FALCI KAYA’NIN KEHANETİ

Ahmet Celal Ataman’ın başkanlığında, Özkan Sümer’in teknik direktörlüğünde 1980-81 sezonuna başlayan Trabzonspor, 16 takımlı ve 2 puan sistemli ligin ilk yarısını sadece 5 puan kaybederek 25 puanla lider olarak tamamladı.

Ne olduysa devreye ‘Falcı Kaya( Esin)  isimli bir genç girdi ve ortaya şöyle bir laf attı:

Trabzonspor ikinci yarıda  sadece 14  puan alıp  39 puan yapacak ama bu puanla şampiyon olacak!.

Trabzon’da kıyamet koptu, yerel ve ulusal basın  adeta  bu lafların adeta üzerine atlayıp  günlerce manşetten kullandı.

Türk futbolunda sanki yer yerinden oynadı.

 Bu sözlere büyük tepki gösteren teknik direktör Özkan Sümer ise şunları söyledi:

“ Böyle hurafelere, batıl inançlara yer yok. Hangi devirde yaşıyoruz.

Hadi oradan!’

Türkiye neredeyse ikiye ayrıldı.

Kimisi Kaya’nın kehanetinin tutacağını , kimisi de böyle bir tahminin çok saçma olduğunu söyledi.

Ancak işin ilginç yanı, Trabzonspor ikinci yarıda gerçekten sadece 14 puan toplayıp  39 puanla şampiyon oldu.

34 puanlı Adanaspor ikinciliği elde ederken aynı puan ve averajla Beşiktaş ise 3. Sırada yer aldı.

29 puanlı  Rizespor küme düşerken  aynı puanlı Fenerbahçe ise gol averajıyla kümede kaldı.

Bu olaydan sonra tabi Kaya’nın şöhreti her taraf yayıldı, kendisine pek çok konuda sorular sorulup tahmin yapması istendi.

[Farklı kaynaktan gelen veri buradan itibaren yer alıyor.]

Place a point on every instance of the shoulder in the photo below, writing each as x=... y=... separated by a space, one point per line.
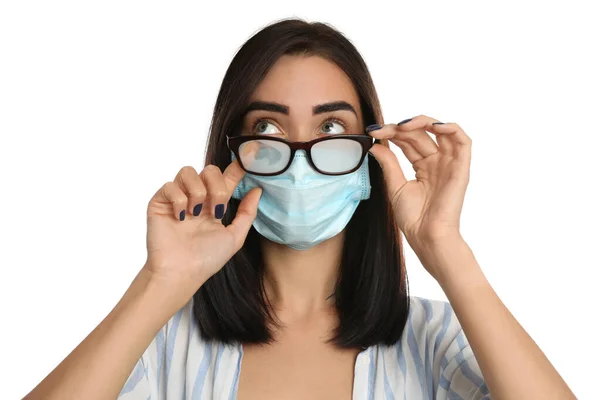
x=435 y=352
x=432 y=319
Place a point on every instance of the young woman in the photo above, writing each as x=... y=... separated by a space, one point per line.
x=277 y=271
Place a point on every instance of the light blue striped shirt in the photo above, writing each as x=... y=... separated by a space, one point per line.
x=432 y=360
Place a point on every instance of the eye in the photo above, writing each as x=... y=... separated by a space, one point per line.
x=333 y=127
x=263 y=127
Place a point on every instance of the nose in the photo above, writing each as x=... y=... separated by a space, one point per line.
x=300 y=171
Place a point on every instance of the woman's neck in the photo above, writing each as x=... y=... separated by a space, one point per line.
x=299 y=283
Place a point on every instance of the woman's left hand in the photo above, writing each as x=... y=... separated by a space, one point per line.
x=427 y=209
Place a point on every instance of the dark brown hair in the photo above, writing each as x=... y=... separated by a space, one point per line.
x=371 y=295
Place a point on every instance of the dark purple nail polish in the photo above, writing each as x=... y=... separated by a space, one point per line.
x=197 y=209
x=219 y=211
x=373 y=127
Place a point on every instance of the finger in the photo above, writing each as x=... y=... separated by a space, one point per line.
x=216 y=188
x=421 y=145
x=191 y=184
x=171 y=193
x=450 y=140
x=454 y=138
x=244 y=217
x=392 y=171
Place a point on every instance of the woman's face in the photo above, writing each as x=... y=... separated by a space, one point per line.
x=303 y=98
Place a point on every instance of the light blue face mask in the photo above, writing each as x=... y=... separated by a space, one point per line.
x=302 y=207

Bunlardan azı tuttu , çoğu tutmadı ve Kaya ‘da unutuldu gitti.

(Kaynak-Kupaların Efendisi-İhsan Öksüz)

HALA DÖNÜYOR MU?

Fenerbahçeli futbolcu Mert Hakan’ın Galatasaray maçında Marcao ile girdiği mücadele sonrasında 5-6 takla atarak kendisini topaç gibi çevirmesi sadece ülke basınında, sosyal medyada değil Dünya’da da alay konusu oldu. 27 yaşındaki futbolcunun bu hareketi ile yurt içi ve dışında   maruz kaldığı yorumlardan bazıları şöyle:

--En son Amerika’da görüldü

-Hâlâ yuvarlanıyor olabilir mi, bi bakın

-Vardın mı eve? Yolda sırtına taşlar falan battı mı?

-Top senin kadar yuvarlanmadı be Mert Hakan.

-Babam aradı diyor ki ‘Mert Hakan Yandaş hâlâ yuvarlanıyor mu? Haberlere bakın bi.’

GÜZELİM TÜRKÇE VARKEN!

Çocukken ve ilk gençliğimizde ramazanlarda camilerin minareleri arasına asılan ‘Hoş geldin Ya Şehri Ramazan’ yazısını okuyunca  Şehri Ramazanı ‘Ramazan Şehri ‘ zanneder pek anlam veremezdik. 

Ramazan şehri  ne demektir? diye düşünür sonuçta, Oruç tutan insanların  olduğu şehir anlamındadır sonucuna  varırdık

Sonradan öğrendik ki  Şehr Arapça da ay imiş  ve  Şehri Ramazan  Ramazan ayı demekmiş..

İyi de, güzelim Türkçe ile HOŞ GELDİN RAMAZAN AYI , ya da bazı camilerde olduğu gibi HOŞ GELDİN 11 AYIN SULTANI demek varken  niye senelerdir bunun Arapçasını kullanıyoruz ki.